A expectativa é alta, mas também a pressão. Para muitos armadores e pescadores, a sardinha é o que faz o ano - e, com o gasóleo mais caro, cada saída tem de compensar.
"Se a sardinha for gordinha, vamos ter um S. João e um S. Pedro em beleza", atira, sorrindo, o presidente da Apropesca - Organização de Produtores da Pesca Artesanal, Carlos Cruz, olhando o Porto da Póvoa de Varzim ainda cheio de barcos à espera do "grande dia". Para a frota da pesca de cerco, foram cinco meses encostados ao cais. Para a maioria, a sardinha representa 70 a 80% do volume de negócios anual.
"Ninguém aguenta cinco meses por ano em casa. É muito complicado. Só ganhamos sete meses, mas as contas são o ano inteiro", alerta César Cunha, mestre do "Pai Eterno". Só ali, no seu barco, são 23 tripulantes, 23 famílias.

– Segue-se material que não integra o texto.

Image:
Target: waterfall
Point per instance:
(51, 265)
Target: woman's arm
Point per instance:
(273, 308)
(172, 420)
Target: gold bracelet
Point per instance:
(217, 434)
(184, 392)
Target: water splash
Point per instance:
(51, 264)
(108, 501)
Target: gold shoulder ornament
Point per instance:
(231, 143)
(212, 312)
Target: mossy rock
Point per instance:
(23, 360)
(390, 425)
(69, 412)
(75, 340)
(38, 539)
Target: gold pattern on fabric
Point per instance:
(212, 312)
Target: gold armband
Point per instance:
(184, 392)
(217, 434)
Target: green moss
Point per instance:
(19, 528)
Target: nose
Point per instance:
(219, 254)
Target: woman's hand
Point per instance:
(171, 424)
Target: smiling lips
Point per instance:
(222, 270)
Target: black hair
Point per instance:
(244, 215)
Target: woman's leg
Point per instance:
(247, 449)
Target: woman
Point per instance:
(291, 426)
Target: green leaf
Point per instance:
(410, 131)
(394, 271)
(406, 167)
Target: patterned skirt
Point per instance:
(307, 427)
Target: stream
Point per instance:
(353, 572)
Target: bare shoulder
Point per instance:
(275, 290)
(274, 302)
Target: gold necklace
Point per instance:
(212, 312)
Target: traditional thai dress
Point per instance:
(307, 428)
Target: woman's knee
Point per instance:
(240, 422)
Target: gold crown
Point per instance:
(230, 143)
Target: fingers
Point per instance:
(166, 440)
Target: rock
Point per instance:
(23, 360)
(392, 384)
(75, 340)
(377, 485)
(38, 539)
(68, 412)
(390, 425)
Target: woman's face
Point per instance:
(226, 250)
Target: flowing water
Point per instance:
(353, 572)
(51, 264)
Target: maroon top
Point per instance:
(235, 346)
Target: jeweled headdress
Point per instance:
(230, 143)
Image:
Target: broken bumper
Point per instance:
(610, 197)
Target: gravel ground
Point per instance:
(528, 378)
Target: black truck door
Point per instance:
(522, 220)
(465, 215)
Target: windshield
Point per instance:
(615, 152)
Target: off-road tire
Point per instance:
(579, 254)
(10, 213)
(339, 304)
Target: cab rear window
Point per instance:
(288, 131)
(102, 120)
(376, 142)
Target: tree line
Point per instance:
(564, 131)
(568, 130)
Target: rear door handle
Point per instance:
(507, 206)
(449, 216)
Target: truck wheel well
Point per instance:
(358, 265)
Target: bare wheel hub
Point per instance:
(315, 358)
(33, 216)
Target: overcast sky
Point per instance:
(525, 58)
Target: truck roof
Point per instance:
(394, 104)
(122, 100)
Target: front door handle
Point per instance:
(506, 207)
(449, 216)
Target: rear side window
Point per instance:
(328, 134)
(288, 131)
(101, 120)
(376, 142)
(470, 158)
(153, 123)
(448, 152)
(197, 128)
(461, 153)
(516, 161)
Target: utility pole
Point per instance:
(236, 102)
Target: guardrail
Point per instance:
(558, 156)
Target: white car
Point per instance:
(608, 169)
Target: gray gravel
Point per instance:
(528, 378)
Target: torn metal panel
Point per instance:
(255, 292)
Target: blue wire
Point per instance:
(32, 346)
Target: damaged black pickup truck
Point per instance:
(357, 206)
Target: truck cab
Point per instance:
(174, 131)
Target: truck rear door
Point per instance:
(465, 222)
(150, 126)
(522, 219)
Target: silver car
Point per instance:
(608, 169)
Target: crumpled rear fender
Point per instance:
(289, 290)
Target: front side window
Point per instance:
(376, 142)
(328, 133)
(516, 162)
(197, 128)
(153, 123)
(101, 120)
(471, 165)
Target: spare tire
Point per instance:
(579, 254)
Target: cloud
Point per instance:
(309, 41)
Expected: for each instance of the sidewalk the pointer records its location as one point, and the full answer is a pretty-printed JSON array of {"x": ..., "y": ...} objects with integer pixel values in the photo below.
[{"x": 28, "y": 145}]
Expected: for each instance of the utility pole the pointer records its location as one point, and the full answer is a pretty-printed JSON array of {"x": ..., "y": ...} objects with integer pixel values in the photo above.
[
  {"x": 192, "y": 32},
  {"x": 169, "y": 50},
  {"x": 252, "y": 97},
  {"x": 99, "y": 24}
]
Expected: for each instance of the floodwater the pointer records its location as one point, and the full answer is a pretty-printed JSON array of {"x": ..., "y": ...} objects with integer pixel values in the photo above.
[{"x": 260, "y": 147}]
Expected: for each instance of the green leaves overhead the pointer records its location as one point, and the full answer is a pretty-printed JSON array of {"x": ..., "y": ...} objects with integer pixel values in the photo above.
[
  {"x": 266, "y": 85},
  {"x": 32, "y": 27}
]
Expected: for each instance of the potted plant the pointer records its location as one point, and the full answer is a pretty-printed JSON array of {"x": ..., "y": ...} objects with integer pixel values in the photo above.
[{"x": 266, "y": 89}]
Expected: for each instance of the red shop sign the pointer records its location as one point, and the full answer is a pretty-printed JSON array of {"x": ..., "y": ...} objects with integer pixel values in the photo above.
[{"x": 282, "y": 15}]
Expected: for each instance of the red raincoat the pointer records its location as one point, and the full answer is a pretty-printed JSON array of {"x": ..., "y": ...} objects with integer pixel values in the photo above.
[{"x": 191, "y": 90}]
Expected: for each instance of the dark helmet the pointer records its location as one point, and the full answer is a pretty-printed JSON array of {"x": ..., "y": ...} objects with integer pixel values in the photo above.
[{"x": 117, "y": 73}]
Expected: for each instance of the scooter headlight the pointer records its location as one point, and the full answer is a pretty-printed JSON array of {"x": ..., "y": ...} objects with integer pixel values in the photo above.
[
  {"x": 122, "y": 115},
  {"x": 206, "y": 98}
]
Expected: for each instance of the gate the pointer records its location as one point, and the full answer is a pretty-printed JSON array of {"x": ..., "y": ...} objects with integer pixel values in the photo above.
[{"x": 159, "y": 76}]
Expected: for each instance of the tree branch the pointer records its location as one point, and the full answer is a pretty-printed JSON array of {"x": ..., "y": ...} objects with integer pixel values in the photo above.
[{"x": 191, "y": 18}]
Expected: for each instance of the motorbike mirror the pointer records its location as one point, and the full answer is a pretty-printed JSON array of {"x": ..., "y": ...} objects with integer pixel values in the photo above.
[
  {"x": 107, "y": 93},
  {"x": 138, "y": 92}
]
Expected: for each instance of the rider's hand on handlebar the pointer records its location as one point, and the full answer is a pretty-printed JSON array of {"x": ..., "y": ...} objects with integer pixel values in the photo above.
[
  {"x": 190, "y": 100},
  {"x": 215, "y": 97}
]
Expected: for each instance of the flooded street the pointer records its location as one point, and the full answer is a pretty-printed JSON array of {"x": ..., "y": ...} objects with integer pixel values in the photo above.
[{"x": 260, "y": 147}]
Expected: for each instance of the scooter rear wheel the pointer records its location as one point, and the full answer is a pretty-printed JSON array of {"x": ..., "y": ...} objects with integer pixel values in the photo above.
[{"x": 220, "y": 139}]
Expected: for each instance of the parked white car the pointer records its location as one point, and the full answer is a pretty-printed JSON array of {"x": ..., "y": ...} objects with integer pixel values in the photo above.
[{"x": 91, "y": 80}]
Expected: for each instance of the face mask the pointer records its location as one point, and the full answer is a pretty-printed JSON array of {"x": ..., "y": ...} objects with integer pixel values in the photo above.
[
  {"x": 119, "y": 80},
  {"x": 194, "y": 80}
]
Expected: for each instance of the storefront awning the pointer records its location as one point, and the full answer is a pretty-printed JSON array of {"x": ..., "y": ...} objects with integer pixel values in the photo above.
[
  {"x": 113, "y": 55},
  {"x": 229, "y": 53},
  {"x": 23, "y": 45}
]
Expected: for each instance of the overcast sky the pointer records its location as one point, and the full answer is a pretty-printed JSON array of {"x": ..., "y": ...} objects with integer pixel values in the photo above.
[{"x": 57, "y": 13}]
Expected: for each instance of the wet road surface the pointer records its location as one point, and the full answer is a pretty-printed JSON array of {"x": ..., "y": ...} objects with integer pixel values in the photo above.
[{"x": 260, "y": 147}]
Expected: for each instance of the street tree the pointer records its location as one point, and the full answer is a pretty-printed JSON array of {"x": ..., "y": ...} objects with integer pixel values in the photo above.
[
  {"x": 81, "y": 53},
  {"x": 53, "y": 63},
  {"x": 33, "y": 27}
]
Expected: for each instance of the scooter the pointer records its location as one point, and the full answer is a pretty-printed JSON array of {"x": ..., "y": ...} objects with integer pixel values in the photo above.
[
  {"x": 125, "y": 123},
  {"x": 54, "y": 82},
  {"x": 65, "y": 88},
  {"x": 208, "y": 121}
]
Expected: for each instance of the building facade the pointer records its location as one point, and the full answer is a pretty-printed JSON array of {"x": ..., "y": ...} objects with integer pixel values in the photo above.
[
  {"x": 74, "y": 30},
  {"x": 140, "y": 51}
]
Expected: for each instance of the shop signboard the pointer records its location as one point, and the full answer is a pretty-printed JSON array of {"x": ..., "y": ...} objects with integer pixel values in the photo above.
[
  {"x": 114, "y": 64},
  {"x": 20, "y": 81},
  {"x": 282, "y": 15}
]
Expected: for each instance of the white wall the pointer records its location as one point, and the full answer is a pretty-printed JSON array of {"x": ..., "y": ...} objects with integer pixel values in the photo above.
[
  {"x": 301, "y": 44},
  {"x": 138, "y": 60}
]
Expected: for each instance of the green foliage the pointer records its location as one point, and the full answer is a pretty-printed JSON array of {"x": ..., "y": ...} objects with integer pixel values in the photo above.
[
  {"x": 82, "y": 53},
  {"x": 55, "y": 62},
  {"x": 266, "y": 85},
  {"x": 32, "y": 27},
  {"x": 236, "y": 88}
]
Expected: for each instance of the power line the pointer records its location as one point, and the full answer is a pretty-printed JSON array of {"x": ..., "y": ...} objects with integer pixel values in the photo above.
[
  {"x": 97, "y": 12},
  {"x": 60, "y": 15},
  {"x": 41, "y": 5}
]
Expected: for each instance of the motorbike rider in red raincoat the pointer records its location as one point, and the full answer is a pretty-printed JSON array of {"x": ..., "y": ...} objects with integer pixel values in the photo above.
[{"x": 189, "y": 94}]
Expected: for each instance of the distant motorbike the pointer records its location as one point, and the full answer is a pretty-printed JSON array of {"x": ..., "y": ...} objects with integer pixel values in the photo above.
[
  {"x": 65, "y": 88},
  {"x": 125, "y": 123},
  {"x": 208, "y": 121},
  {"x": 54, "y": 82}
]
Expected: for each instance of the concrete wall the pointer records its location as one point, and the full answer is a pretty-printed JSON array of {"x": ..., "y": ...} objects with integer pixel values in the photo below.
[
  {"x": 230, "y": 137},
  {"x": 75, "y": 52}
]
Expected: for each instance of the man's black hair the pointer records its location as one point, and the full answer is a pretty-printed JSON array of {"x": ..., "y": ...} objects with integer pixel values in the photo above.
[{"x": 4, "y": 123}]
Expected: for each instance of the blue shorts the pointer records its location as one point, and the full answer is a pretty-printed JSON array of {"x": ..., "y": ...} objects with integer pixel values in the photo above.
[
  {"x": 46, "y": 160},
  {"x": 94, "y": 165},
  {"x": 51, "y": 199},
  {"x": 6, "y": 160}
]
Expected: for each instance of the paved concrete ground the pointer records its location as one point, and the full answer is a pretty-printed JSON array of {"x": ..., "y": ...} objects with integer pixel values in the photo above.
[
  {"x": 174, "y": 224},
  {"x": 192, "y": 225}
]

No porto de pesca da Póvoa de Varzim, a última semana foi de azáfama: afinam-se os barcos, compõem-se as últimas redes, carregam-se mantimentos e material, confirma-se tudo ao pormenor. Sente-se ansiedade. "O ano passado, foi dos melhores anos de pesca da sardinha e tivemos sorte que apareceu algum biqueirão. Este ano, com as tempestades, perdemos os melhores meses do biqueirão (janeiro e fevereiro) e foram cinco meses em casa", explica Pedro Santos, mestre do "S. Pedro Pescador".
O biqueirão é um pequeno peixe azulado, de sabor intenso, usado como matéria-prima nas conservas de anchova. Em Espanha, é muito apreciado em tapas. Come-se frito ou marinado em vinagre. Em lota, o preço anda pelos três euros, mas a verdade é que o biqueirão "nem sempre aparece" e a sardinha é a "grande fonte de rendimento".
Contas sem defeso
"Deviam dar-nos mais um bocadinho de quota e deixar trabalhar janeiro e fevereiro. Depois, fazíamos três meses de defeso [paragem para proteger o stock na altura da reprodução]", sugere César. Durante cinco meses, os tripulantes "foram para o fundo de desemprego", mas o salário é baixo e nem sempre chega para pagar as contas. Muitos acabam por ir para outros barcos e torna-se "difícil segurar uma tripulação". Para os armadores, há seguros, manutenções, redes, contabilidade e "as contas não fazem defeso".
Para quem vive do mar, ficar cinco meses em terra é "muito difícil", mas é preciso "ter esperança". Este ano, a certificação e a subida dos preços pagos pelas conserveiras abrem boas perspetivas para a safra.
"Para nós, os contratos [com as conserveiras] são uma garantia de venda e, com comprador garantido à partida, os preços em lota sobem um bocadinho mais", explica Pedro Santos. Com o barco pronto e a tripulação a postos, preocupa-o a escalada do preço do gasóleo: "Temos mesmo que faturar, senão não ganhamos para as despesas".
"Desde que paramos, em dezembro, o gasóleo [verde] subiu 50 cêntimos por litro. É muito dinheiro", sublinha Carlos Cruz. César Cunha faz contas de cabeça: "Gasto 5000 litros por semana. São mais dois mil euros em combustível por semana!".
O Governo prometeu ajudar, mas, lamenta Carlos Cruz, "afinal vão ser só 10 cêntimos por litro e tem que se fazer candidatura". "É tapar o sol com a peneira e, com tanta burocracia, o dinheiro vai chegar quando? Devia ser desconto direto", frisa o presidente da Apropesca.